Artwork installation has begun on the Metro Orange Line Extension! A few shots of the 27-foot-long ellipses designed by Ken Gonzales-Day for the Canoga Station are below. More information about the artwork is available here.

Thousands of tiny pieces of hand-cut mosaics are installed at one of the new platforms at Canoga Station.

Twenty-seven foot long mosaic artworks are installed at Canoga Station.

7 replies

  1. ^ I believe 1% of the cost of station construction is reserved for public art. It’s nothing new. The same situation exists at most if not all of the Metro stations in the system. Depending on one’s point of view regarding the importance of public art, there will never be “enough” income to justify public art. But keep in mind this 1% figure has helped to employ local artists, artisans, and other workers, and that’s not a bad thing, especially with high unemployment crippling the economy.

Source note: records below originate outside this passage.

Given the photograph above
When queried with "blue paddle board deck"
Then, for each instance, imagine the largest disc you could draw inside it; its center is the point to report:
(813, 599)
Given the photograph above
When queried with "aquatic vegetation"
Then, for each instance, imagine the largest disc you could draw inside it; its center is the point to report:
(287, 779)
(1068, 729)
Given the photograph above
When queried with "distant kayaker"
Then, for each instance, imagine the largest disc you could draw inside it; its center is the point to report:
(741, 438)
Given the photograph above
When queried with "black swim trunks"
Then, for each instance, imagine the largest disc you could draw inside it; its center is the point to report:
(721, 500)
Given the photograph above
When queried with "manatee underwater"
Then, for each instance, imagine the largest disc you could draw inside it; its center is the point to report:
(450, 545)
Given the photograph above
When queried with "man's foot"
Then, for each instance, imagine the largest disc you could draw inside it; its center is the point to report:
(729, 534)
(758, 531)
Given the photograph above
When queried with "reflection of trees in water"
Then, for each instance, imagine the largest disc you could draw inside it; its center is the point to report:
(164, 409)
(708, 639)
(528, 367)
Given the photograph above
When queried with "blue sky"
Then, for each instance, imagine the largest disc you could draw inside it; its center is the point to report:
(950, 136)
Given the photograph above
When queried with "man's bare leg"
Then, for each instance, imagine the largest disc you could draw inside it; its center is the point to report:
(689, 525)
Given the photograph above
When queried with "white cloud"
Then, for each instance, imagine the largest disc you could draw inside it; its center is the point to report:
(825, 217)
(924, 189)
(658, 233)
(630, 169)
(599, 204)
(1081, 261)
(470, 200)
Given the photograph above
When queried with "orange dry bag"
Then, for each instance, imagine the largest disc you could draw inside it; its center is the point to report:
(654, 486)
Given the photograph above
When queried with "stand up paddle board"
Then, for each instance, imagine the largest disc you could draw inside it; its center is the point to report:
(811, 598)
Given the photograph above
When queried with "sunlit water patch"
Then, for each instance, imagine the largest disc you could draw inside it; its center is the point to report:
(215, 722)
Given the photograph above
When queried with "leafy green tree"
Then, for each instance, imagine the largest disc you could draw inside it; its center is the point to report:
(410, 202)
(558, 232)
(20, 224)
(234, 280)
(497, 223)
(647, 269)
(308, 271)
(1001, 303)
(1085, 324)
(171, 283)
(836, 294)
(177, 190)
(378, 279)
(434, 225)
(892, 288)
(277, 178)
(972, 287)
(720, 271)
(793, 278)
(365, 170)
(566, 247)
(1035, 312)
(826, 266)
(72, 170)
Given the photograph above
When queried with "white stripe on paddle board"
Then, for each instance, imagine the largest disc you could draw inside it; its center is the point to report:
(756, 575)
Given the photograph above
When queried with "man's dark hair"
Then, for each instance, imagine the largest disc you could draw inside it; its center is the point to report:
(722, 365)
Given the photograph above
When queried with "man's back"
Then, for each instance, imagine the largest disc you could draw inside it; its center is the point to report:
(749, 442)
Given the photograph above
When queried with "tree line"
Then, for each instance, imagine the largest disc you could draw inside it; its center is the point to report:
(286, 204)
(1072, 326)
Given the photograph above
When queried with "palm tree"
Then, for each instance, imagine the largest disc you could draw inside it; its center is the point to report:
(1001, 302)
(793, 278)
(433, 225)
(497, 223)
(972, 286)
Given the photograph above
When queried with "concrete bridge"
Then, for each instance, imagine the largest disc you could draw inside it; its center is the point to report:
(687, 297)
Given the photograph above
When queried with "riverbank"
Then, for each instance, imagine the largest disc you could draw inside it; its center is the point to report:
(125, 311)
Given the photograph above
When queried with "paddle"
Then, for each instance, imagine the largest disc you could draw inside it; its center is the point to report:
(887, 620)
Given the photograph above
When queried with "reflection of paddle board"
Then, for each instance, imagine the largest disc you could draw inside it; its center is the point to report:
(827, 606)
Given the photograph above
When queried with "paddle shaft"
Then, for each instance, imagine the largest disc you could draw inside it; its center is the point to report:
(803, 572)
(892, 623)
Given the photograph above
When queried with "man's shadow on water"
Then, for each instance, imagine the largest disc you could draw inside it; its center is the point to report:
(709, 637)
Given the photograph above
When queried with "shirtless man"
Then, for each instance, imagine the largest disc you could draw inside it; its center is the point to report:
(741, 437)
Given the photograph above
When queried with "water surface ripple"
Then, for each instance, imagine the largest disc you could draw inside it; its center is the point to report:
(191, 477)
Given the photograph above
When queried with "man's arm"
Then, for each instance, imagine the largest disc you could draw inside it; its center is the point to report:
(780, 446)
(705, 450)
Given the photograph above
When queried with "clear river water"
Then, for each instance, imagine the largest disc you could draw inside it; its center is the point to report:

  2. “Where will the money come from?”

    How about looking for ways to earn revenue first before putting in mosaic art?

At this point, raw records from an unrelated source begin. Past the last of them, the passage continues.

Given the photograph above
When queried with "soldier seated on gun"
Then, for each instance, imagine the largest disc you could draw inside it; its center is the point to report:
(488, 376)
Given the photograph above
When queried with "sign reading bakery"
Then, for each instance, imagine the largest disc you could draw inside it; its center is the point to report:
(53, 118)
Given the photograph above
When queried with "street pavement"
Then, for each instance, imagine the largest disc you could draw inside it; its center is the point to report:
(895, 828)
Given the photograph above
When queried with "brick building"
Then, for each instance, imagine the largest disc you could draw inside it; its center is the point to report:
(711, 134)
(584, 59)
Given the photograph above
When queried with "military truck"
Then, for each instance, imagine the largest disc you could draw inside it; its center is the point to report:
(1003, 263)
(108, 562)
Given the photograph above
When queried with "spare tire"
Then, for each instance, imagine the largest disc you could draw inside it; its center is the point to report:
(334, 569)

    How much did it cost Metro to hire four construction workers to add in art which brings in no revenue, when they could’ve used the same number of workers to build a simple newspaper stand which would bring in additional revenue opportunities?

    Here’s an example of a newspaper stand in the Berlin Metro:

    Make money first, then install artwork. Not the other way around. It’s common sense.

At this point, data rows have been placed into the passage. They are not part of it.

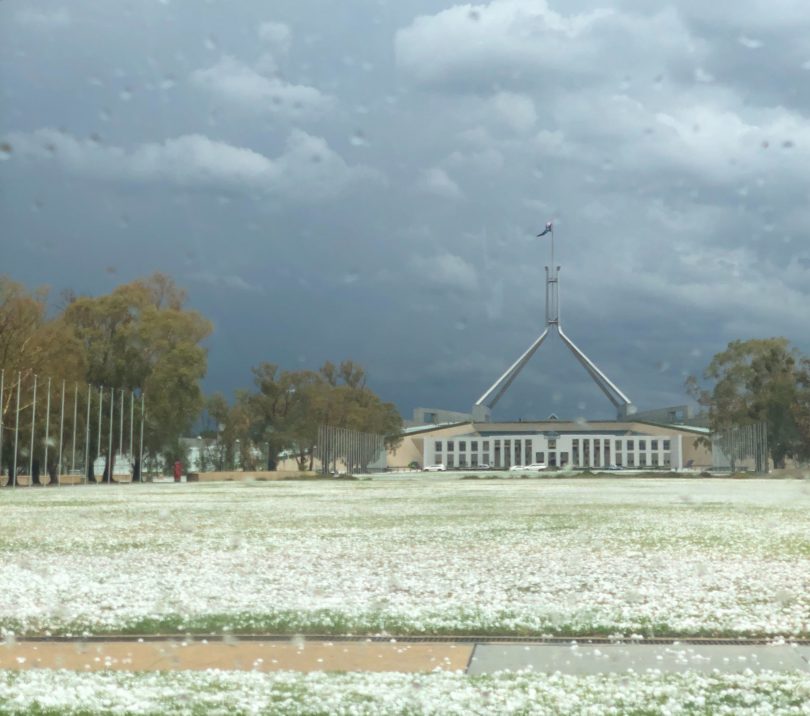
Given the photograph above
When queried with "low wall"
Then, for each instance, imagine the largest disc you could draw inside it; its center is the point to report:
(247, 475)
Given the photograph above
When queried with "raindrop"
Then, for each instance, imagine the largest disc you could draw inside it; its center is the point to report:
(702, 76)
(749, 42)
(358, 139)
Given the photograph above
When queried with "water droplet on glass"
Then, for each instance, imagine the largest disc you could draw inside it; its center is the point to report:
(358, 139)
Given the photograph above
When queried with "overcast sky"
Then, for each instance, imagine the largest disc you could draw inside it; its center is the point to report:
(359, 179)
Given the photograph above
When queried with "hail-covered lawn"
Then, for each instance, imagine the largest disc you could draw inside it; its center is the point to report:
(448, 693)
(429, 555)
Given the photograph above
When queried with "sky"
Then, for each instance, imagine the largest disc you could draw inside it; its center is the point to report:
(365, 180)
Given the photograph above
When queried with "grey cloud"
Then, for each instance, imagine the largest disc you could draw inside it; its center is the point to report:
(253, 91)
(436, 181)
(307, 169)
(47, 18)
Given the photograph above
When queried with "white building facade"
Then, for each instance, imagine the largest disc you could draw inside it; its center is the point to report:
(556, 450)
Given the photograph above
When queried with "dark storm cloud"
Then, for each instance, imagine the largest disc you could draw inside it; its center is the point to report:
(366, 179)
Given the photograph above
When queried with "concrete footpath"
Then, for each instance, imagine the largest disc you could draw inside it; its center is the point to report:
(479, 657)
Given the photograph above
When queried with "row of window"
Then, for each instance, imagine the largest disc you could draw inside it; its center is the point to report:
(629, 444)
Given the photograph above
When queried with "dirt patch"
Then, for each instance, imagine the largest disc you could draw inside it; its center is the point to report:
(295, 655)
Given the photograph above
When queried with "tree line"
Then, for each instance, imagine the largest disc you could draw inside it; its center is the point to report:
(141, 338)
(759, 381)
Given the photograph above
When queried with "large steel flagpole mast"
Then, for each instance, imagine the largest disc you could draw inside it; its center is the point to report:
(482, 407)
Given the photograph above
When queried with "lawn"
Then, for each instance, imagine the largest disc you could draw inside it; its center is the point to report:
(421, 555)
(445, 694)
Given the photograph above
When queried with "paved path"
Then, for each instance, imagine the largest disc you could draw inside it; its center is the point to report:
(405, 656)
(579, 659)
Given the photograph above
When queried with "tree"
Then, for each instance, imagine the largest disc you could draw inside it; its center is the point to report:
(760, 380)
(32, 344)
(140, 337)
(288, 407)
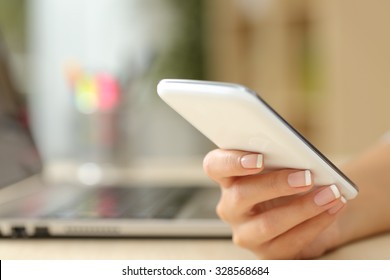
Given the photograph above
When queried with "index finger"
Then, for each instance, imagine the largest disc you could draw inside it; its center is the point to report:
(223, 165)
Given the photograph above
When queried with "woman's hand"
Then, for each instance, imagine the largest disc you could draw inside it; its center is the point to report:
(276, 215)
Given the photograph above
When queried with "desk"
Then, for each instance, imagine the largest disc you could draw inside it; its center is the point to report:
(211, 249)
(377, 247)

  3. I disagree Neal B. Yes, the Orange is indeed “successful”, but the busway loses allot of potential passengers because at the end of the day it’s still a bus. The sigma is still there.

    Not dense enough for an expensive Red Line extension, yes, but Light Rail would have been perfect for this corridor. It has it’s own complete ROW, so there would be no street running going 55 mph from NoHo to Canoga. The trains would have preemption at all intersections, whereas buses even get red lights at minor intersections. Not to mention you can extend the LRT east to Burbank, Glendale, and the Gold Line in Pasadena.

    I think if the Orange Line was built as LRT ridership would 40,000 already.

  4. Yeah, its cheaper, but you get what you pay for. Many areas along the orange line busway are as dense as those along the expo and gold lines. The orange line bus is often packed and most certainly should have been light rail without a doubt. As someone who rides the orange line bus fairly frequently I can say it’s also too slow. This is due to a complete lack of functional signal priority/preemption which would have been a guarantee if it were a rail line due to railroad crossing gates at intersections. Its not too late. The design mistake that is the current orange line can be corrected and It should. Where will the money come from? Well, how about we stop spending hundreds of millions of dollars on useless freeway expansion projects like the 405 widening boondoggle that seems endless. And are 1-5 truck lanes really more important than say, expanding commuter rail services on Metrolink or Amtrak? Come on now…

  5. I would argue that the Orange Line is very successful, especially considering how much cheaper it was to build than a rail line. Besides, this part of the city is not super-dense, so a BRT makes sense.

  6. I also think that the 4 construction workers should have their names mentioned in this article, very good job guys. ( nice hole in pants at the knee )

  7. Just think how more successful the orangeline would be if it was a lightrail!